First Author  Hirosawa M Year  2008
Journal  Biochem Biophys Res Commun Volume  371
Issue  2 Pages  320-3
PubMed ID  18439911 Mgi Jnum  J:136249
Mgi Id  MGI:3795792 Doi  10.1016/j.bbrc.2008.04.073
Citation  Hirosawa M, et al. (2008) Ablation of estrogen receptor alpha (ERalpha) prevents upregulation of POMC by leptin and insulin. Biochem Biophys Res Commun 371(2):320-3
abstractText  Diabetic Akita male mice are more hyperphagic because of downregulation of proopiomelanocortin (POMC) caused by hypoleptinemia. We investigated the role of estrogen receptor alpha (ERalpha) in the regulation of the hypothalamic POMC in females.
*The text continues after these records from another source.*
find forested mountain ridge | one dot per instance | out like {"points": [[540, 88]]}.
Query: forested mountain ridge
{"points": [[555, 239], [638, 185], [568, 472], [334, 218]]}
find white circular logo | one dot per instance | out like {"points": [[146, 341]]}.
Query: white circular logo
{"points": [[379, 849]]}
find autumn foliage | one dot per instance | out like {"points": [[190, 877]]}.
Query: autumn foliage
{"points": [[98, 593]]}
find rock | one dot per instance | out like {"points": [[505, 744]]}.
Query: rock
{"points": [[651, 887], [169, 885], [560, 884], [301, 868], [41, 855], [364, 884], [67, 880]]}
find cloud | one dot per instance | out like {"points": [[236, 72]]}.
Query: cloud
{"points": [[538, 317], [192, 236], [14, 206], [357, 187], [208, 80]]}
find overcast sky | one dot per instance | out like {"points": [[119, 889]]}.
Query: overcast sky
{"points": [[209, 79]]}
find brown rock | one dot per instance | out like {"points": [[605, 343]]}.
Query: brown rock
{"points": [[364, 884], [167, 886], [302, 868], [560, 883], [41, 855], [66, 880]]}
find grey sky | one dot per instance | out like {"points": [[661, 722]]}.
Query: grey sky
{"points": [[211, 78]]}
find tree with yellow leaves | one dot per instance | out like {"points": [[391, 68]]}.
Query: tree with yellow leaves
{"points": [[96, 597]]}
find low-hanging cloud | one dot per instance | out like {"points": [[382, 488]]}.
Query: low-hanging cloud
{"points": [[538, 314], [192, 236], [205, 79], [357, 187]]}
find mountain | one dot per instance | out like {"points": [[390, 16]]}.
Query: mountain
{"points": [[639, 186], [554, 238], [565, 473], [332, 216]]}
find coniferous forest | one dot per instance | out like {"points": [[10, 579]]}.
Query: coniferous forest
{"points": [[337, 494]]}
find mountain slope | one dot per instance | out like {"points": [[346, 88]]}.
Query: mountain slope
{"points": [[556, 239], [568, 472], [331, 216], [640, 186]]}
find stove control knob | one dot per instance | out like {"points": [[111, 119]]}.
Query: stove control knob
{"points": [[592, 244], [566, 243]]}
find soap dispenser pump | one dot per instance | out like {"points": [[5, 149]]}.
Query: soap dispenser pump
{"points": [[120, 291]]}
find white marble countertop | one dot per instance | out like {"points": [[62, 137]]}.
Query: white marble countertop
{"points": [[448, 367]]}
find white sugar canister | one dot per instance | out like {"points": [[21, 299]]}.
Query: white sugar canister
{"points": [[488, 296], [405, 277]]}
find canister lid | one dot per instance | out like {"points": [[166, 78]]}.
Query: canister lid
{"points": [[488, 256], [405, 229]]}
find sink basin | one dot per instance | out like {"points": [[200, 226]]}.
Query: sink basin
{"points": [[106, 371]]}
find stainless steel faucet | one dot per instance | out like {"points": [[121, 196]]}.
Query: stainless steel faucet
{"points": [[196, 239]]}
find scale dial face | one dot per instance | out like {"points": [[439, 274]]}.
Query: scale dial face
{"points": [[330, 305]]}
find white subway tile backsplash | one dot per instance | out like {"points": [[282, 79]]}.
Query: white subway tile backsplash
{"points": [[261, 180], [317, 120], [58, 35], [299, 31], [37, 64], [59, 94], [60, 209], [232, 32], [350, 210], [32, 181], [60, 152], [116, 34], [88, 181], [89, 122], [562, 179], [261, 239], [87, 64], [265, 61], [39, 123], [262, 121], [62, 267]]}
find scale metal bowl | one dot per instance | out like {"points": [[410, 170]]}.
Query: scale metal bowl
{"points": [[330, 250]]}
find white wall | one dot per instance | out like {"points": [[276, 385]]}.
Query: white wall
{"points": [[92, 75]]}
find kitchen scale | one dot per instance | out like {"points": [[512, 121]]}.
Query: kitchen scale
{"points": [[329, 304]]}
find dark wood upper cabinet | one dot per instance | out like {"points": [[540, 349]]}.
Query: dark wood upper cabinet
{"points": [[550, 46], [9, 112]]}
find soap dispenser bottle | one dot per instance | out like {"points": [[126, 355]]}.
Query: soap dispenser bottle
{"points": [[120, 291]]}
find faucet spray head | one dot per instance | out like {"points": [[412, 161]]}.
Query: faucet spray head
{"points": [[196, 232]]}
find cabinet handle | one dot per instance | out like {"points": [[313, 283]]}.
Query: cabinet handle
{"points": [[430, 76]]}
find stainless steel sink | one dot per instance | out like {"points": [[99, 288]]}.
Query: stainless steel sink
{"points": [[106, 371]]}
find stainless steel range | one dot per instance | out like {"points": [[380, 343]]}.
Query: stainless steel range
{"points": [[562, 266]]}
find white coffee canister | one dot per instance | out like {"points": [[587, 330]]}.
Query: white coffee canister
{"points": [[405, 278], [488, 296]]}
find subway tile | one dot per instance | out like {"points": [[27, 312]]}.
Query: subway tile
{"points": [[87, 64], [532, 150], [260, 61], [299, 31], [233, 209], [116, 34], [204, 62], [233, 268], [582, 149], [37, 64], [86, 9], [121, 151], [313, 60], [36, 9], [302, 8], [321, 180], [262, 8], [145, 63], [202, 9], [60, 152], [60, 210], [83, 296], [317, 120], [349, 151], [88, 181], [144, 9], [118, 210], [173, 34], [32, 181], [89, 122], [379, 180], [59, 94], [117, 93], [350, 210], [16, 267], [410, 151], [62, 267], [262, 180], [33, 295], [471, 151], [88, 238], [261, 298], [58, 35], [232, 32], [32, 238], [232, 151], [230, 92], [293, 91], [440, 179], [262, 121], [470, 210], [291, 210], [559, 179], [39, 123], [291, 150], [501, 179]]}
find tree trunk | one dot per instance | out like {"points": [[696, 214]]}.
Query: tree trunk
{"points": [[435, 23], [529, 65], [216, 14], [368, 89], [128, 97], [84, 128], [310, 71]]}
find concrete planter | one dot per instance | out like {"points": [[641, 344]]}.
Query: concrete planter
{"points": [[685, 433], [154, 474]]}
ERaKOAkt mice consumed 30% greater food (g/3 weeks) than the Akita diabetic controls. Ovariectomized diabetic (AFO) and nondiabetic (B6FO) mice had significantly lower food intake and elevated serum leptin levels. ERaKOAkt and ERaKO mice also increased serum leptin concentrations, while hypoinsulinemia was observed in ERaKOAkt and hyperinsulinemia in ERaKO mice. RT-PCR showed a significant attenuation of POMC expression in both ERaKOAkt and ERaKO mice, irrespective of the elevated leptin serum levels or hyperinsulinemia, while elevated serum leptin levels in AFO and B6FO mice upregulated POMC gene expression. These results indicate that ERalpha plays an essential role in leptin- and insulin-stimulated upregulation of the POMC gene. This action of ERalpha is likely mediated in a ligand-independent manner.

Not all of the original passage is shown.